Search code examples
dataframeslicepython-polars

Slicing multiple chunks in a polars dataframe


Consider the following dataframe.

df = pl.DataFrame(data={"col1": range(10)})
┌──────┐
│ col1 │
│ ---  │
│ i64  │
╞══════╡
│ 0    │
│ 1    │
│ 2    │
│ 3    │
│ 4    │
│ 5    │
│ 6    │
│ 7    │
│ 8    │
│ 9    │
└──────┘

Let's say I have a list of tuples, where the first value represents the start index and the second value a length value (as used in pl.DataFrame.slice). This might look like this:

slices = [(1,2), (5,3)]

Now, what's a good way to slice/extract two chunks out of df, whereby the first slice starts in row 1 and has a length of 2, while the second chunk starts at row 5 and has a length of 3.

Here's what I am looking for:

┌──────┐
│ col1 │
│ ---  │
│ i64  │
╞══════╡
│ 1    │
│ 2    │
│ 5    │
│ 6    │
│ 7    │
└──────┘

Solution

  • You could use pl.DataFrame.slice to obtain each slice separately and then use pl.concat to concatenate all slices.
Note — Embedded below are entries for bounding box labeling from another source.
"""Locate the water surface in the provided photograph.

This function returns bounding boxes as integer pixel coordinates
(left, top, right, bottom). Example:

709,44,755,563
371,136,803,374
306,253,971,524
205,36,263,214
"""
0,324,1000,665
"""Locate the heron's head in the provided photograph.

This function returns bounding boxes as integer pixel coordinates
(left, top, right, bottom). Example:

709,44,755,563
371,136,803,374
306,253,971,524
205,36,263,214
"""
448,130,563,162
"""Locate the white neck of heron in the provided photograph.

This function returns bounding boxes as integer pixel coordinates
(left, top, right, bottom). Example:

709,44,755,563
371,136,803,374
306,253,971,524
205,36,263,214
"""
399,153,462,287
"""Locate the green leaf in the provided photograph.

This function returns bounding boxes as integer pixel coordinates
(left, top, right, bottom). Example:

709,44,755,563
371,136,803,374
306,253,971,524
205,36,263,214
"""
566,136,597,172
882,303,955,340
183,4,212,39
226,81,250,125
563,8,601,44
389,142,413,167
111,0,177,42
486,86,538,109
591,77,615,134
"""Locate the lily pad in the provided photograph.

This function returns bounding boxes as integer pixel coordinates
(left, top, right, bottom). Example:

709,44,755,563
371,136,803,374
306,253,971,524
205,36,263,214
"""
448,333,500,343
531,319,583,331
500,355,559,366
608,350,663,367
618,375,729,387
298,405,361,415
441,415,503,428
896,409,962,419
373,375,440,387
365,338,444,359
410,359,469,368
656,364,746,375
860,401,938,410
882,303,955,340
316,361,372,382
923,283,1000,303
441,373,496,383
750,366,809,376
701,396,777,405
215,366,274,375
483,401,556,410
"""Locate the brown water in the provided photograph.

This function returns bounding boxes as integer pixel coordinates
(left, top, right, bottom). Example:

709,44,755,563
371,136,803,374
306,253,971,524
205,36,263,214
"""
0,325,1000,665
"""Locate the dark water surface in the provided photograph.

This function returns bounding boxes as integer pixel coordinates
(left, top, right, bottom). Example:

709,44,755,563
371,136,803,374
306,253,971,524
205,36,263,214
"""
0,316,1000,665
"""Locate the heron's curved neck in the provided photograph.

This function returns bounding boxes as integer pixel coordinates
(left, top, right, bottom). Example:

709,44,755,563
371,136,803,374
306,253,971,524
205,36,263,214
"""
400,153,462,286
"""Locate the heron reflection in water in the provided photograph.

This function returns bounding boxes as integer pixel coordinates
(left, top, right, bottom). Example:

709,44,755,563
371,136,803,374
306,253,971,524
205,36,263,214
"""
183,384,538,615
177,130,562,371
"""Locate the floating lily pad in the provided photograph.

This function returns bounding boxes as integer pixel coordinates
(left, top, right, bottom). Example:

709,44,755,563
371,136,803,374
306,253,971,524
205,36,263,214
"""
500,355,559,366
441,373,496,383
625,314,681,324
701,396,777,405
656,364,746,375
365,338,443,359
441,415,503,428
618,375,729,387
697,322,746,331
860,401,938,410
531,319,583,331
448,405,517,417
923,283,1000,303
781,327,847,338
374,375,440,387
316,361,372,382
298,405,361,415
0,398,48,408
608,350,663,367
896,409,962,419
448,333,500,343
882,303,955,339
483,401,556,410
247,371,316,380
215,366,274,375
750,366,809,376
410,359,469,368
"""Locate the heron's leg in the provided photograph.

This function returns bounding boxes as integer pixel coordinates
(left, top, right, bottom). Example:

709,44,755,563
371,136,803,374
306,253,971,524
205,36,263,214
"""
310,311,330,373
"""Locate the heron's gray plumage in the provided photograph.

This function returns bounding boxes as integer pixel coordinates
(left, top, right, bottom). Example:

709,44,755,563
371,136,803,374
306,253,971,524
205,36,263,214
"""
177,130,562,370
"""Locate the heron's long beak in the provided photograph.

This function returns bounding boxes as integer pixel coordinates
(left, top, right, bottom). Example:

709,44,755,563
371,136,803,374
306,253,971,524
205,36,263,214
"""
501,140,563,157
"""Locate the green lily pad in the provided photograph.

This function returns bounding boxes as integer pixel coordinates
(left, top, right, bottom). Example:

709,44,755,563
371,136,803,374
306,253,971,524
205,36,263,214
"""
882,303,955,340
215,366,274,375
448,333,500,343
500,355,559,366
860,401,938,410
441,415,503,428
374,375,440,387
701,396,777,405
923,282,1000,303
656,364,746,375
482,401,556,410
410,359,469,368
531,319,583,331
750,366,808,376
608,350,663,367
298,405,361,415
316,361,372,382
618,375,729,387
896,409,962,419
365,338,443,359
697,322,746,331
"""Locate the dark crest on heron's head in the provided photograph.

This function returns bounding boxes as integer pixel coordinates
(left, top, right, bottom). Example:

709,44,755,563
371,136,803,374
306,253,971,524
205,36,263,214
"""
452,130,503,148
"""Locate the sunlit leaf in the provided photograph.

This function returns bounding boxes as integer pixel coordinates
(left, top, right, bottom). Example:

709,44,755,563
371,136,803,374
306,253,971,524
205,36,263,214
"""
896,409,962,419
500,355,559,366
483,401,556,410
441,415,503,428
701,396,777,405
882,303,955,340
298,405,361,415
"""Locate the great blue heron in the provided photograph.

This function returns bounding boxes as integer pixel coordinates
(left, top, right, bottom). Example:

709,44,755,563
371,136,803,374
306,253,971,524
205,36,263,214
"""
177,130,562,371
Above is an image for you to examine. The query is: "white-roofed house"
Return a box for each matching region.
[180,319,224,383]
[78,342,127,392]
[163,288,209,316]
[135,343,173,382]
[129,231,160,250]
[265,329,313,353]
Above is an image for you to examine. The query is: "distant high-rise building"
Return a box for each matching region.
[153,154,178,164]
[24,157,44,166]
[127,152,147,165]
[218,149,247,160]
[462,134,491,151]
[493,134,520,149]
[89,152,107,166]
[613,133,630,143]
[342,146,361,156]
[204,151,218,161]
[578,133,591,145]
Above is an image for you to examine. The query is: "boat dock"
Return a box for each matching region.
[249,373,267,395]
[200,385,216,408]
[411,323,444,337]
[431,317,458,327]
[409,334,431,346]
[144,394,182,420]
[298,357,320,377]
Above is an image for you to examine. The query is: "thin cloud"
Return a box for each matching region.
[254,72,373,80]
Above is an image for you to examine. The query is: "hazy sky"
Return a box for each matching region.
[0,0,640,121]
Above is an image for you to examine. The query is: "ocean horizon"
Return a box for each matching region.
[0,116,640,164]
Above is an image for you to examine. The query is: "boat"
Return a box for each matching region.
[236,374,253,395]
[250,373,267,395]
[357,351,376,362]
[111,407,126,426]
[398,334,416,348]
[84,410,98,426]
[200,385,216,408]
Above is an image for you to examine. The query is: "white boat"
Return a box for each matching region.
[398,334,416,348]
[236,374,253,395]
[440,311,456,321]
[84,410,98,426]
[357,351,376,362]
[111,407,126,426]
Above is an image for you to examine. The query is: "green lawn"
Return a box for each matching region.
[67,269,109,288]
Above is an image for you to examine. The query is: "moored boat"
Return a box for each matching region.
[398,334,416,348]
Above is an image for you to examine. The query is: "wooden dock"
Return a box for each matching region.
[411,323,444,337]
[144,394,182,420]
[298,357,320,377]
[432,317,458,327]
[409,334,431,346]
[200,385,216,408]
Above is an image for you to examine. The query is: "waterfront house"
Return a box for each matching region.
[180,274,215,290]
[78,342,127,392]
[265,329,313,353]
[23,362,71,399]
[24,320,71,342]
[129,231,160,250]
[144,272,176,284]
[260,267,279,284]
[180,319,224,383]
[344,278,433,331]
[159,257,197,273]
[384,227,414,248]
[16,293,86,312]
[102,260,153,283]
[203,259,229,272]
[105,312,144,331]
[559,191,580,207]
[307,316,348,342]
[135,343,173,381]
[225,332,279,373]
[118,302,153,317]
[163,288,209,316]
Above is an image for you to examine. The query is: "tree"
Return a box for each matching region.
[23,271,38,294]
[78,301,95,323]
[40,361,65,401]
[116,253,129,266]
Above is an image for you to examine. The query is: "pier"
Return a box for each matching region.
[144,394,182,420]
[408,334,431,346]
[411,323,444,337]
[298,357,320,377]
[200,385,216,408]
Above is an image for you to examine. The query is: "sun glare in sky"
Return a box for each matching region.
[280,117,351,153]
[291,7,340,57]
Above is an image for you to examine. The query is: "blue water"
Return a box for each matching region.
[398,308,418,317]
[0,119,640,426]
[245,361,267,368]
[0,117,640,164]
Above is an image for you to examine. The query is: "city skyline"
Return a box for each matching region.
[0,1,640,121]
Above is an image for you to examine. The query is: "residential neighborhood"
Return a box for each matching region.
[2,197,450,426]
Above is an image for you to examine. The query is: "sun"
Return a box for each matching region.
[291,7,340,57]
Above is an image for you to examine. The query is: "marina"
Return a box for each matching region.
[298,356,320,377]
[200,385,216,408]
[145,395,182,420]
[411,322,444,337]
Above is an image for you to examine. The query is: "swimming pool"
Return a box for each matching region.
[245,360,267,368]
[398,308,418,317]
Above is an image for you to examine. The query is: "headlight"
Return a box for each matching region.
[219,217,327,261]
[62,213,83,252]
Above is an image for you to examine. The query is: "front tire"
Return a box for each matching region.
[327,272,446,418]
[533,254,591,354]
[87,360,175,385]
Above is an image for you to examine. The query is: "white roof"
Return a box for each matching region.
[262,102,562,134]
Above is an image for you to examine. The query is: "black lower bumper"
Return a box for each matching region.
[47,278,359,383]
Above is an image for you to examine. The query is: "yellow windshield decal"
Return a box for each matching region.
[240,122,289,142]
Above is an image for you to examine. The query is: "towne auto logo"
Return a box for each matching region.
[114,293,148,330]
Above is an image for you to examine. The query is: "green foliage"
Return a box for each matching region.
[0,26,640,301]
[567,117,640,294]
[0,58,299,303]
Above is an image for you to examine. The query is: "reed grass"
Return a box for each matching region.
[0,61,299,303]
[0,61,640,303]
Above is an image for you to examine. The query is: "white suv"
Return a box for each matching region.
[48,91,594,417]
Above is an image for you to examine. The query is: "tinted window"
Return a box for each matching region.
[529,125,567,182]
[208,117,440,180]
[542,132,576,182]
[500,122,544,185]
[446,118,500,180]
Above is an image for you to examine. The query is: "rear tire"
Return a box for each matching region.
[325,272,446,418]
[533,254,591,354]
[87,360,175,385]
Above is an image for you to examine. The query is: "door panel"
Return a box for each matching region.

    pl.concat(df.slice(*slice) for slice in slices)
    
    shape: (5, 1)
    ┌──────┐
    │ col1 │
    │ ---  │
    │ i64  │
    ╞══════╡
    │ 1    │
    │ 2    │
    │ 5    │
    │ 6    │
    │ 7    │
    └──────┘
    

    Edit. As an attempt for a vectorized approach, you could first use the list of slice parameters to create a dataframe of indices (using pl.int_ranges and pl.DataFrame.explode). Afterwards, this dataframe of indices can be used to slice the df with join.

    indices = (
        pl.DataFrame(slices, orient="row", schema=["offset", "length"])
        .select(
            index=pl.int_ranges("offset", pl.col("offset") + pl.col("length"))
        )
        .explode("index")
    )
    
    shape: (5, 1)
    ┌───────┐
    │ index │
    │ ---   │
    │ i64   │
    ╞═══════╡
    │ 1     │
    │ 2     │
    │ 5     │
    │ 6     │
    │ 7     │
    └───────┘
    
    (
        indices
        .join(
            df,
            left_on="index",
            right_on=pl.int_range(pl.len()),
            how="left",
            coalesce=True,
        )
        .drop("index")
    )
    
    shape: (5, 1)
    ┌──────┐
    │ col1 │
    │ ---  │
    │ i64  │
    ╞══════╡
    │ 1    │
    │ 2    │
    │ 5    │
    │ 6    │
    │ 7    │
    └──────┘